The retry pattern is an extremely important pattern to make applications and services more resilient to transient failures. Think about a situation that you are trying to connect and use the service, and the service is not available due to any reason. If the service is going to come up in short duration, it makes sense to keep retrying for a successful connection. This will make the application more robust, fault tolerant, and bring instability. In Azure, most of the components are running on the internet and that internet connection can produce transient faults intermittently. Because of these failures that rectify within seconds, an application should not be allowed to crash. The application should be designed in a manner that it can re-try to use the service repeatedly during failures. It should also stop retrying if even after certain number of retries the service is not available.

This pattern should be implemented when an application could experience transient faults as it interacts with a remote server or accesses a remote resource. These faults are expected to be short-lived, and repeating a request that has previously failed could succeed on a subsequent attempt.

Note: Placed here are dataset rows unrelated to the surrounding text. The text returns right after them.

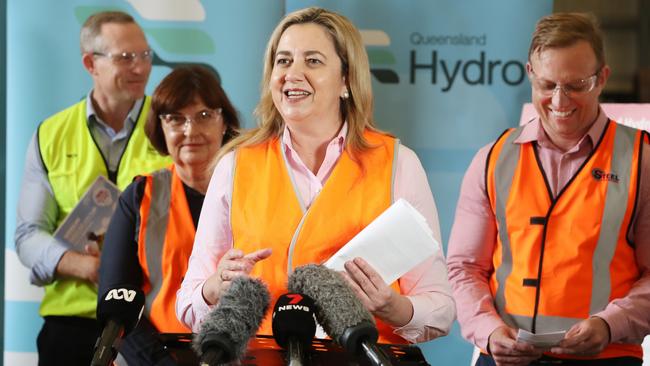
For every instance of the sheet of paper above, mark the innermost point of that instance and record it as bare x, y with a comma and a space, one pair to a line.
541, 340
89, 219
395, 242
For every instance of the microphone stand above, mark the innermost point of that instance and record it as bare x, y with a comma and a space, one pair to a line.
375, 355
295, 353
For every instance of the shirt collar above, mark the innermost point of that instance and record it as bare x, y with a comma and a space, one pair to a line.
338, 139
92, 117
534, 132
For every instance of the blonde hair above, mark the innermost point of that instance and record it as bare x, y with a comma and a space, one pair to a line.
357, 109
566, 29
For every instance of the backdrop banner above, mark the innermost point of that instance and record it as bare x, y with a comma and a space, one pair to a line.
448, 78
45, 75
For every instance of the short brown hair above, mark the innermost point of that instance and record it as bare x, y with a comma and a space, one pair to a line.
566, 29
89, 39
179, 89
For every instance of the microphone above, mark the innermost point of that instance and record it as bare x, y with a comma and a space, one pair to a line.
294, 325
118, 311
342, 315
226, 330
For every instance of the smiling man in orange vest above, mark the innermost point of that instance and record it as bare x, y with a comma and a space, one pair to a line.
551, 231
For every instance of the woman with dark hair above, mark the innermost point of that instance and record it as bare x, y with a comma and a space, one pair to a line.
151, 234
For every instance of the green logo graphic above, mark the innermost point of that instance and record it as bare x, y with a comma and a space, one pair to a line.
381, 60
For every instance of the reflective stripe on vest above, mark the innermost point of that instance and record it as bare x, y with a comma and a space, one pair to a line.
267, 211
73, 162
165, 243
542, 289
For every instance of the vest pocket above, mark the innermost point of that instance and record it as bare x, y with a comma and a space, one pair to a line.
64, 186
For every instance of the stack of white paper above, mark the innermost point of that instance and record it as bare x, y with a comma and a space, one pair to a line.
395, 242
541, 340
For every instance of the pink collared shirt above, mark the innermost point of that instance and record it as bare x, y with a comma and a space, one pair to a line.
426, 285
473, 237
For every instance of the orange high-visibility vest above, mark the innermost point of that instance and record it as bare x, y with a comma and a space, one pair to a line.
559, 260
165, 243
267, 211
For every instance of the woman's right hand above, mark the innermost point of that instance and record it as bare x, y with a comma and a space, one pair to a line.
234, 263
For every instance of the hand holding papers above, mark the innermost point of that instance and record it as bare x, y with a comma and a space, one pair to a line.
540, 340
88, 221
395, 242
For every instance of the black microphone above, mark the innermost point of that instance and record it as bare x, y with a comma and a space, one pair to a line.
294, 325
118, 312
226, 330
339, 311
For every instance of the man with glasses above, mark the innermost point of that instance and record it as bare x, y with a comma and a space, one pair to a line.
101, 135
551, 231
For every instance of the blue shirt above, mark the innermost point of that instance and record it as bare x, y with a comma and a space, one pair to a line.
37, 209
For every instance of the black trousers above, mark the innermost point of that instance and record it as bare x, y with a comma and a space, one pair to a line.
485, 360
67, 340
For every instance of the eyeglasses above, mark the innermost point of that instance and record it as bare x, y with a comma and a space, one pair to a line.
574, 88
178, 122
127, 58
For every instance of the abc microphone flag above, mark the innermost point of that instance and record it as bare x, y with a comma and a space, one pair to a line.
118, 311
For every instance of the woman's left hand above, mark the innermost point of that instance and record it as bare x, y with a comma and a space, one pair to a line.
378, 297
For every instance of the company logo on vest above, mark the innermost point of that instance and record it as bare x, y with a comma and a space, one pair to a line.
601, 175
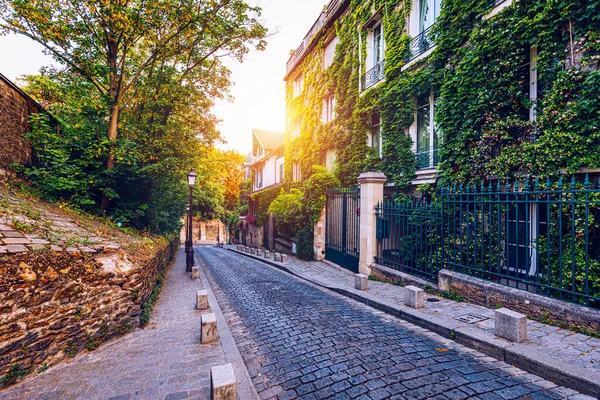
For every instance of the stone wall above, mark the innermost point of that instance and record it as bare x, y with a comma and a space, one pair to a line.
15, 110
55, 304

The retry pattern can adopt different retry strategies based on the nature of errors and application:

  • Retry a fixed number of times: It denotes that the application will try to communicate to the service a fixed number of times before it can determine a failure and raise an exception. For example, retry three times to connect to another service. If it is successful in connecting within these three tries, the entire operation is successful, or after the expiry of this count, it will raise an exception.
  • Retry based on schedule: It denotes that the application will try to communicate to the service repeatedly for a fixed number of seconds or minutes and wait for a fixed number of seconds or minutes before retrying. For example, retrying every three seconds for 60 seconds to connect to another service. If it is successful in connecting within these tries, the entire operation is successful, or after the expiry of 60 seconds, it will raise an exception.
  • Sliding and delaying the retry: It denotes that the application will try to communicate to the service repeatedly based on schedule and keeps adding an incremental delay in subsequent tries. For example, retrying for a total of 60 seconds where the first retry happens after one second, the second try happens after two seconds from the last retry, the third one after four seconds from the last try, and so on. This helps in reducing the overall number of retries.

The retry pattern is depicted by means of a picture where the first request gets HTTP 500 as a response message, the second retry again gets HTTP 500 as a response, and finally, the request is successful and gets HTTP 200 as a response message.